Командиры батареи наладили с зенитчиками регулярные занятия по теории и практике стрельбы, для чего лейтенант Солдатенков везде развесил схемы вражеских самолетов. Мало того, Дерюгин распорядился, чтобы в расположение полка доставили сбитый его молодцами «юнкерс». Пусть каждый руками пощупает. В овраге, где укрыли самолет, было сыро, однако занятия там проводились регулярно.
— Нынче у нас будет веселый денек, — из-под ладони взглянув на небо, заметил адъютант Константин Белобрысов.
— Теперь все деньки, лейтенант, будут веселые, — усмехнулся Дерюгин.
На совещании у командующего армией говорилось, что гитлеровцы готовятся к новому летнему наступлению. Лишь кончится распутица, подсохнут дороги, и генералы вермахта на главных направлениях снова двинут свои позиции, желая взять реванш за поражение под Москвой.
Подводя итоги наступления Красной Армии в январе-марте 1942 года, командующий армией сообщил, что на протяжении почти двух тысяч километров наши войска остановили противника и нанесли ему ощутимые потери в живой силе и технике.
Фашисты не успевали хоронить убитых — сотни обледенелых трупов валялось на обочинах заснеженных дорог, а сколько их погребено под сугробами!
На этом же совещании генерал армии назвал в числе отличившихся и артполк Дерюгина. И это тоже переполняло гордостью сердце Григория Елисеевича. На днях в торжественной обстановке генерал-лейтенант Балашов вручил артиллеристам награды.
Они шагали по ржавым шуршащим листьям, на болоте меж серыми кочками поблескивала темная вода, на солнечных полянках уже ярко зеленела молодая трава, среди мха и палой листвы голубыми свечками вспыхивали подснежники. Грачи не спеша поковыляли прочь от тропинки, по которой они шли.
— Вороны, — кивнул Григорий Елисеевич. — Вчера еще их не было.
— Грачи, товарищ полковник, — поправил адъютант.
— Какая разница? — сказал Дерюгин. Он плохо различал птиц, особенно крупных. Вороны, галки, грачи, даже сороки — они все для него были воронами.
Враг был отброшен от Москвы, так что было время как следует укрепиться и подготовиться к обороне. Впрочем, поговаривали и о нашем большом контрнаступлении, зима 1942 года вселила в людей уверенность в победе.

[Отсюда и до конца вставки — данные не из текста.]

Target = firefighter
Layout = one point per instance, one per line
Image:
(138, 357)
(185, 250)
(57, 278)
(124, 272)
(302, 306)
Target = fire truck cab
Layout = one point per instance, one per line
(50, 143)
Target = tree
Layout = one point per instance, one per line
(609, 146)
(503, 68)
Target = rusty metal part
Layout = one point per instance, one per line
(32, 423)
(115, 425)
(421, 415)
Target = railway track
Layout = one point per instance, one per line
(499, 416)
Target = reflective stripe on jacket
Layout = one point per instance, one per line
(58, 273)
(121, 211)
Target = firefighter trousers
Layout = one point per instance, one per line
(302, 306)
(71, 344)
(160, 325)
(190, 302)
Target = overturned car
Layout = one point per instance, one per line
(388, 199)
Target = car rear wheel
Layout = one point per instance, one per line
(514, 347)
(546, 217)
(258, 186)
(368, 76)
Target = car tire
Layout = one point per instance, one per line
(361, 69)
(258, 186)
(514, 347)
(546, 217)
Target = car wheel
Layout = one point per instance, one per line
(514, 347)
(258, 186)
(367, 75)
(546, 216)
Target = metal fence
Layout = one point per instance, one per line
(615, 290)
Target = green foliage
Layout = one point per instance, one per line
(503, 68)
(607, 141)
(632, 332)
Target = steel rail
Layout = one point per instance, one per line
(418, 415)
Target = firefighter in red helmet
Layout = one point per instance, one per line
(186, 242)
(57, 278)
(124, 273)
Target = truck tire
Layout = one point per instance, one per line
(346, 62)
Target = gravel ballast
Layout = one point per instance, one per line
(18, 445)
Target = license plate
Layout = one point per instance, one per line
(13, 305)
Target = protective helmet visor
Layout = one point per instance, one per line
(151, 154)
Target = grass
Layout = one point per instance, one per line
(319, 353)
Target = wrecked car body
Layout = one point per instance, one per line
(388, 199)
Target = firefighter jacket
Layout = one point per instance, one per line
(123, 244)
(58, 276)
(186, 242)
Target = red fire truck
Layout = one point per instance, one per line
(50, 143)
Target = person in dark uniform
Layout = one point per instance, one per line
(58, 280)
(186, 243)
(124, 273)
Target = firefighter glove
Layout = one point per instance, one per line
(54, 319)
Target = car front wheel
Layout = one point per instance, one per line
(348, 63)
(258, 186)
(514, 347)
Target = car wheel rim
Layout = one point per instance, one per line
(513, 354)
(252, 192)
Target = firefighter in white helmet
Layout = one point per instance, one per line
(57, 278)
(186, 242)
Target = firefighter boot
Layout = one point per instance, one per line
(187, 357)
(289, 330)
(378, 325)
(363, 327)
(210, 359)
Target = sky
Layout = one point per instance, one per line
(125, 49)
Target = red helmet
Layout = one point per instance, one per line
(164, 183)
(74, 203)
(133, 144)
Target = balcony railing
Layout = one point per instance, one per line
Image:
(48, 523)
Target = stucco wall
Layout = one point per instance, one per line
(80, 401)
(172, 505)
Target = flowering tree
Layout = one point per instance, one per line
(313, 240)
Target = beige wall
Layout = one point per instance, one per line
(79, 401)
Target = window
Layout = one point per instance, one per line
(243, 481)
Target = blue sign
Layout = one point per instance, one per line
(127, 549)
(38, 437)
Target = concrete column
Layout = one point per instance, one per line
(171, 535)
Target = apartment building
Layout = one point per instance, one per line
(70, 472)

Григорий Елисеевич приказал в столовой повесить кумачовый плакат со словами: «Не смеют крылья черные над Родиной витать…» Он посчитал, что эти слова как нельзя лучше подходят к ним, зенитчикам. Только за февраль они сбили тридцать четыре вражеских самолета, не допустили их бомбить Москву.
Услышав гул самолетов, Григорий Елисеевич замедлил шаги, вглядываясь в небо.
— Наши полетели давать дрозда фрицам, — сказал Костя Белобрысое.
Дерюгин ничего не ответил, он сейчас думал о другом: Алена писала из Сызрани, что Надя заболела корью, опасается, как бы болезнь не перекинулась и на Нину. С питанием неважно, девочки похудели, да и ей зеленое платье, которое ему очень нравилось, стало велико в талии. Алена была в этом платье в Доме офицеров в Риге 1 мая 1941 года…
Разбросала война людей по России. Он, Дерюгин, здесь, под Валдаем, друг его по артиллерийскому училищу защищает крымское небо, жена Алена — в Сызрани, тесть и теща — на оккупированной немцами территории, об Иване Васильевиче Кузнецове вообще ничего не известно. Честно говоря, перед самой войной Дерюгин завидовал Ивану: был в Испании, получил орден, потом взяли в Ленинград. Несколько раз Григорий Елисеевич справлялся о Кузнецове, но никто ничего о нем не слышал.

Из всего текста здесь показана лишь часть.